Friday, May 25, 2012

Working Friday: Niche

I've decided that I don't talk about work nearly enough, so I am instituting a Friday theme on work.

Here is the thing about writing and editing: it's a pretty open field. You can do almost anything in communications: work for big business, banks, newspapers, magazines, and even freelance. There's volunteering, interning, contract, and in-house work. Most of us do some combination of these or all of these things at any given time.

I've worked as both an editor and a writer in technical documentation. I've volunteered for the newsletter of a non-profit organization. I've edited PhD dissertations (copy editing, mind you), the Ministry of Education papers, and role playing game manuals. I've done resumes, web pages, and SEO articles. I've blogged for pay. I've written a magazine article.

It's quite a variety.

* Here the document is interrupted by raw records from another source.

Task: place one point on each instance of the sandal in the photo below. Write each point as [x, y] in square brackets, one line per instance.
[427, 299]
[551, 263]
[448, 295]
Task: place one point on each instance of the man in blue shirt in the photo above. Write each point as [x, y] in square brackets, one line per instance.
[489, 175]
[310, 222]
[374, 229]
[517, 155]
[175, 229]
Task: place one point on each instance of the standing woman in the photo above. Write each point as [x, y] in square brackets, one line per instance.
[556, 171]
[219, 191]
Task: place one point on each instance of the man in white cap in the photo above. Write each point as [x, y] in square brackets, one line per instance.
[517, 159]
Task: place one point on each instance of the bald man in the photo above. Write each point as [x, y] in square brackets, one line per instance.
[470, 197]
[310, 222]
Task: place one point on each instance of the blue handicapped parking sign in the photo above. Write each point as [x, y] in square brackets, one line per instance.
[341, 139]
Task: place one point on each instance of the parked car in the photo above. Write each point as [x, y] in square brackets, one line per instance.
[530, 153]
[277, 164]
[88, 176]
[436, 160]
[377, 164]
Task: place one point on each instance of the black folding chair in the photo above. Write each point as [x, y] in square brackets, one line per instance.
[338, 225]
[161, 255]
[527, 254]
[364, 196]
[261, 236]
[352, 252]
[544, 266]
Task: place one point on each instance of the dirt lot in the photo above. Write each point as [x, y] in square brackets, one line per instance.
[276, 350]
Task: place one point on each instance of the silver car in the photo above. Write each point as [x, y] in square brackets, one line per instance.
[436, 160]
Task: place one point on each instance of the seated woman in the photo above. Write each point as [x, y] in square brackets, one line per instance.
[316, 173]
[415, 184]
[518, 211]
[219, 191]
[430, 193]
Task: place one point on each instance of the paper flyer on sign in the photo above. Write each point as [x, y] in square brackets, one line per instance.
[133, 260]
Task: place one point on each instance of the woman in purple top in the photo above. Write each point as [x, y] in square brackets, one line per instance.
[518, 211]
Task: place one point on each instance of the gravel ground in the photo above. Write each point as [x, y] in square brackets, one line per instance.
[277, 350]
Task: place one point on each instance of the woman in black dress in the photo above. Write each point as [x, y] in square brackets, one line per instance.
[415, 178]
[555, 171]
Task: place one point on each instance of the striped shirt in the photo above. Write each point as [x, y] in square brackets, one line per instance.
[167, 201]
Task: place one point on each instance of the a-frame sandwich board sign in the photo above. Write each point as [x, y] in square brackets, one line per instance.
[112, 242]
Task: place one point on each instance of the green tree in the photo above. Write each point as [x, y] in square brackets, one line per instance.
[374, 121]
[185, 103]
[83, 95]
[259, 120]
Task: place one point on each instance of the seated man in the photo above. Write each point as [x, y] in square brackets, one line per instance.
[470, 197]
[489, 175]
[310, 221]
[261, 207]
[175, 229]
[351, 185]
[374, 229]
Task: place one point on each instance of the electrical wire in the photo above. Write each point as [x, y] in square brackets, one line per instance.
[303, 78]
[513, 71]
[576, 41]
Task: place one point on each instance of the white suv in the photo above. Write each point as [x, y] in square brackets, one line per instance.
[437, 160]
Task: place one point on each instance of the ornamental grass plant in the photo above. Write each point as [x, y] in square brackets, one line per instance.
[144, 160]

Here's what I have discovered about myself: I am incredibly attracted to editing because I like making a piece that was decent into something fabulous. However, I've also been stiffed the most when I do editing. Since I cannot eat my fingers or pay the mortgage with monopoly money, I tend to steer away from editing these days. Turns out I am practical like that.

I love that I can get information from people and make it into something that stands out. When I wrote about purified water in manufacturing industries, it was amazing to mine the information from industry experts and put together an article that was concise and readable. My Mother read it and understood what they were doing and how! (Mom is a nurse and has no background in water processes at all.) When I read something that makes my eyes glaze over, I know that this is not the kind of writing I want to produce at all. I am obsessed with readability, audience, and presentation.

Writing, editing, interviewing and researching are skills that are transferable from one end of the writing spectrum to the other. So why do I have a hard time keeping my freelance business afloat?

I've been doing work on this question. It seems that one reason for my lack of work is a lack of niche. As a generalist, it is harder to sell my skills. I've spent time reading articles about niches and talking about the kind of work I like to do the most. After a lot of conversation, thinking, and writing, I have a handle on where I am going.

I've enjoyed writing articles the most, whether they were for SEO or magazines. With a background in technical writing and a vast interest in projects in and around the house, I am gunning for the DIY market. I'm also interested in writing on health topics and parenting themes. So, as I develop my focus, I am striking out again and pushing back at an industry that leaves me flying high one moment and laying flat on the ground the next. It's a wild ride, but it's my path. If you have any connections or suggestions, I am happy to take all the help I can get.